Embryonic lung maturation ill the H-2 congenic pair, B10.A and B10, proceeds at different rates. The dependence of this heterochronic development on maternal haplotype suggests the involvement of a parentally imprinted gene, Since B10.A(H-2(a)) and B10 (H-2(b)) mice are genetically identical except for a 3-18 cM region of chromosome 17 that includes the H-2 complex, we sought a promising candidate gene(s) involved in regulating the rate of lung development from genes encoded in this region. The best candidate is the gene encoding the type II insulin-like growth factor receptor (IGF-IIR), whose ligand is the growth factor IGF-II. Only the maternal copy of this gene is expressed in postimplantation embryos.
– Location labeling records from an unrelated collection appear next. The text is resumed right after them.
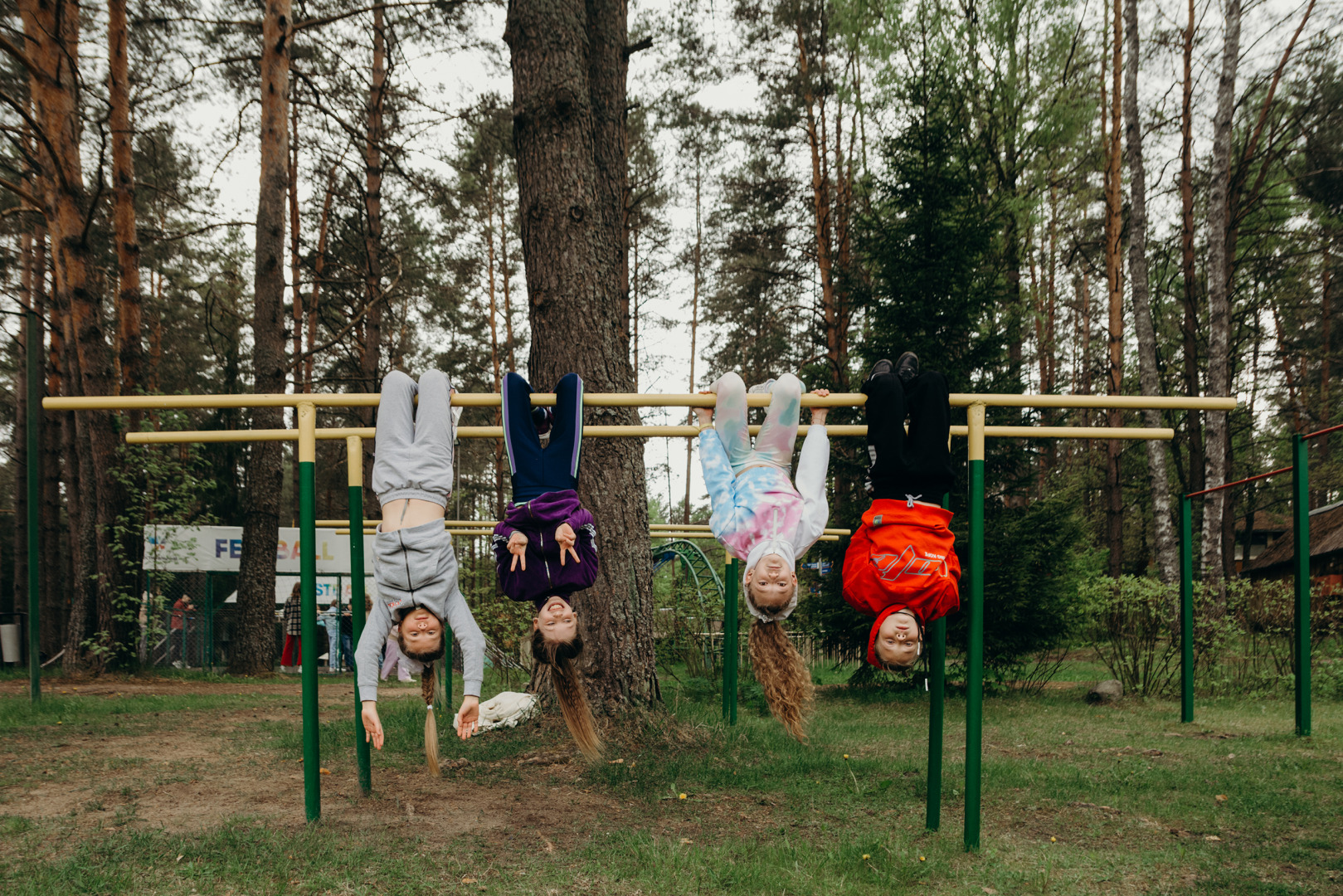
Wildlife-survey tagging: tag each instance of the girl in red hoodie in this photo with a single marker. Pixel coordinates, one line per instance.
(902, 563)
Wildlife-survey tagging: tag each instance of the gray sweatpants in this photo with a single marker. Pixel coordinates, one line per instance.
(414, 457)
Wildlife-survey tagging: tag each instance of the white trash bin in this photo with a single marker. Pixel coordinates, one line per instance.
(10, 642)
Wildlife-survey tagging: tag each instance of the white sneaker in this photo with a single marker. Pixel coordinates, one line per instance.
(762, 387)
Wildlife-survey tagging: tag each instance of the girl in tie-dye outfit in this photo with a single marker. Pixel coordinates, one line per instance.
(761, 516)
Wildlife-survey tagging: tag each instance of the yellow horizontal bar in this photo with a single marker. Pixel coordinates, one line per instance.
(645, 431)
(622, 399)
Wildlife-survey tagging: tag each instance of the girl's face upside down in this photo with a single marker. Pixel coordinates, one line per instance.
(421, 631)
(557, 621)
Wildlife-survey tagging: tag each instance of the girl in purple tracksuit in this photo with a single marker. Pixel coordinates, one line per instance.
(546, 544)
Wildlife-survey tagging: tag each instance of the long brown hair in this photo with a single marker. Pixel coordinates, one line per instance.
(782, 674)
(567, 676)
(427, 681)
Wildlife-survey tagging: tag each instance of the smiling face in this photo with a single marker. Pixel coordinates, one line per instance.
(421, 631)
(898, 640)
(770, 583)
(557, 621)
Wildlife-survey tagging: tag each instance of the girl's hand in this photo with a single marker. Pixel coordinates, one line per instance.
(372, 724)
(818, 414)
(566, 539)
(518, 547)
(468, 716)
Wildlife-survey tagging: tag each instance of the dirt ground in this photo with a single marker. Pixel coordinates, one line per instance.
(203, 772)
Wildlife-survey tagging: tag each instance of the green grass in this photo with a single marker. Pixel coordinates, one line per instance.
(1076, 801)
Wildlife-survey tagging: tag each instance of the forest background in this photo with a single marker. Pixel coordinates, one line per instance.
(1033, 195)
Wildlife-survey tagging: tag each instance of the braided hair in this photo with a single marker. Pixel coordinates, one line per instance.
(567, 676)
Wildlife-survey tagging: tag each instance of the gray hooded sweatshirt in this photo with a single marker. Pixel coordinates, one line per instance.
(416, 567)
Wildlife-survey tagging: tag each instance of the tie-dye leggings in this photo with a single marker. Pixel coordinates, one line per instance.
(774, 444)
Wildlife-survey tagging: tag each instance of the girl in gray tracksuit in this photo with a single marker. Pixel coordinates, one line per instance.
(414, 563)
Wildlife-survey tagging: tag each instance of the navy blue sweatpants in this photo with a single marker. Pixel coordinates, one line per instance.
(536, 469)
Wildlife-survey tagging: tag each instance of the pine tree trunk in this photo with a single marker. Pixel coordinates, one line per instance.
(1219, 292)
(19, 465)
(52, 559)
(1115, 284)
(568, 112)
(254, 638)
(130, 351)
(52, 41)
(1167, 559)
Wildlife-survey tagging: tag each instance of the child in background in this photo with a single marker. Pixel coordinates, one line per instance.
(414, 563)
(392, 659)
(546, 544)
(902, 563)
(767, 522)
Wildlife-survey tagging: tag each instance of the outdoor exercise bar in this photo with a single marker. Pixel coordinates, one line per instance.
(1301, 579)
(976, 430)
(176, 437)
(620, 399)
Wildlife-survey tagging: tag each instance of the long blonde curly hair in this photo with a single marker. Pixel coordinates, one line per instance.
(782, 674)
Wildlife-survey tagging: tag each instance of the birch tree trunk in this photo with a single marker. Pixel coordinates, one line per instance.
(1219, 292)
(568, 60)
(1197, 455)
(371, 358)
(1115, 284)
(1167, 561)
(254, 638)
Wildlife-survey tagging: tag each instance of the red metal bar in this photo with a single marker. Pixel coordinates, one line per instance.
(1249, 479)
(1325, 431)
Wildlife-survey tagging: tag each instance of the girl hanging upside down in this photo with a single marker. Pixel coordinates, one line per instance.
(546, 544)
(767, 522)
(414, 563)
(902, 563)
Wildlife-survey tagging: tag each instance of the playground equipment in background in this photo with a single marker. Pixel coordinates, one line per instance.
(1301, 472)
(306, 434)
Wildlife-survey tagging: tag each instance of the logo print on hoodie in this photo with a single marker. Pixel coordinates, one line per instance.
(892, 566)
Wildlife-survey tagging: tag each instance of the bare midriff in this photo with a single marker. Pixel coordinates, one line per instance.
(405, 514)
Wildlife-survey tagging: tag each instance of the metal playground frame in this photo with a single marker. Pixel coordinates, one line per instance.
(306, 433)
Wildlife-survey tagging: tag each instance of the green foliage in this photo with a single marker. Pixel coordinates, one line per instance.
(1036, 557)
(1243, 635)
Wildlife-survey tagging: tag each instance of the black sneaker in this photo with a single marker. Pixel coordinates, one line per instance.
(907, 367)
(543, 416)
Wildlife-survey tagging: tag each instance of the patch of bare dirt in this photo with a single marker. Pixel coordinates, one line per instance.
(203, 772)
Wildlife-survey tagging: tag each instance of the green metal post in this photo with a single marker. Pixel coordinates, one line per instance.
(729, 641)
(355, 470)
(1302, 564)
(34, 462)
(937, 640)
(308, 605)
(976, 646)
(208, 646)
(1186, 607)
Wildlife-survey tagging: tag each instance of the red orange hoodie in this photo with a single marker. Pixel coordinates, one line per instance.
(902, 558)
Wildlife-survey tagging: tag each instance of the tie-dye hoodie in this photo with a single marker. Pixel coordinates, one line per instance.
(762, 512)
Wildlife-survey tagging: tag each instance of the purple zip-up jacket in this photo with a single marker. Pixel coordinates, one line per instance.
(544, 577)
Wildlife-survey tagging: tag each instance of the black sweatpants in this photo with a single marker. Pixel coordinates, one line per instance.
(917, 462)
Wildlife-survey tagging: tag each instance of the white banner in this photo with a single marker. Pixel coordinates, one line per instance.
(218, 548)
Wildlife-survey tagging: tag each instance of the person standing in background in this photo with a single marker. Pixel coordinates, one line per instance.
(331, 621)
(293, 655)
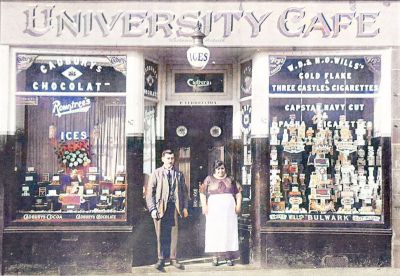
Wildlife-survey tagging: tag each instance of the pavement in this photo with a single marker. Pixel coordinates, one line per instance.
(206, 269)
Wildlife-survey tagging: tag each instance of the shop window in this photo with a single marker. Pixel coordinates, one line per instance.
(326, 149)
(70, 142)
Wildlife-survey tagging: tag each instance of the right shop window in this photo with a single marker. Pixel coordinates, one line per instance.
(325, 139)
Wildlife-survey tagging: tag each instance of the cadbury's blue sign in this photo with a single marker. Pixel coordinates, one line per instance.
(324, 75)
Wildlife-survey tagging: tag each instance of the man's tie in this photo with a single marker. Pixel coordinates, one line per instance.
(169, 177)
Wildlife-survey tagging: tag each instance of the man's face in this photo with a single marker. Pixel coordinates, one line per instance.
(168, 160)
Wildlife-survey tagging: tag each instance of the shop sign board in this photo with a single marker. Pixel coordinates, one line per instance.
(158, 23)
(50, 216)
(150, 79)
(199, 83)
(324, 74)
(304, 110)
(82, 74)
(325, 217)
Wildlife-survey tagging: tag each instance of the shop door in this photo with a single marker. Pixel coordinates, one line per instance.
(198, 136)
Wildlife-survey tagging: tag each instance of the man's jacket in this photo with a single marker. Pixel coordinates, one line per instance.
(157, 192)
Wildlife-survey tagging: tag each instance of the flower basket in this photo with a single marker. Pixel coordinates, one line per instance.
(74, 154)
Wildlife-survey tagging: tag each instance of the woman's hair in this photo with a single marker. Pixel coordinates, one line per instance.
(217, 164)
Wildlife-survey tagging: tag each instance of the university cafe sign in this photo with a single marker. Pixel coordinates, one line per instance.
(258, 23)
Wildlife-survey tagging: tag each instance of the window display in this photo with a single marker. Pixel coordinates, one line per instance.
(325, 152)
(70, 150)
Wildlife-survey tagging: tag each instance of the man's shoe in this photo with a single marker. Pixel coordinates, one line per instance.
(177, 264)
(229, 262)
(159, 265)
This receptor does not appear to transduce mitogenic signals; instead, IGF-IIR appears to regulate the levels of its ligand available to the growth-promoting type I IGF receptor (IGF IR). Using in situ hybridization and indirect immunofluorescence, we demonstrate that IGF-IIR mRNA and protein are localized throughout the pulmonary mesenchyme, as well as in branching epithelia of the pseudoglandular and canalicular stages. We also examined the levels of IGF-IIR mRNA and protein expression by RNase protection assay and ligand blotting during the embryonic period of lung development in B10.A and B10 mice, and found that there is a highly significant positive correlation of IGF-IIR levels with progressive development in both strains. Further, slower-developing B10.A lungs contain significantly higher levels of IGF-IIR mRNA and protein than the more rapidly developing B10 lungs. These results suggest that haplotype-dependent elevation of IGF-IIR levels reduces the available concentration of IGF-II, resulting in a decreased rate of morphogenesis in B10.A mice, Heterochronic lung maturation, then, appears consequent to variable extracellular levels of this important growth factor. These results may be of clinical importance to predicting susceptibility to Respiratory Distress Syndrome in prenatal newborns. (C) 1996 Wiley-Liss, Inc.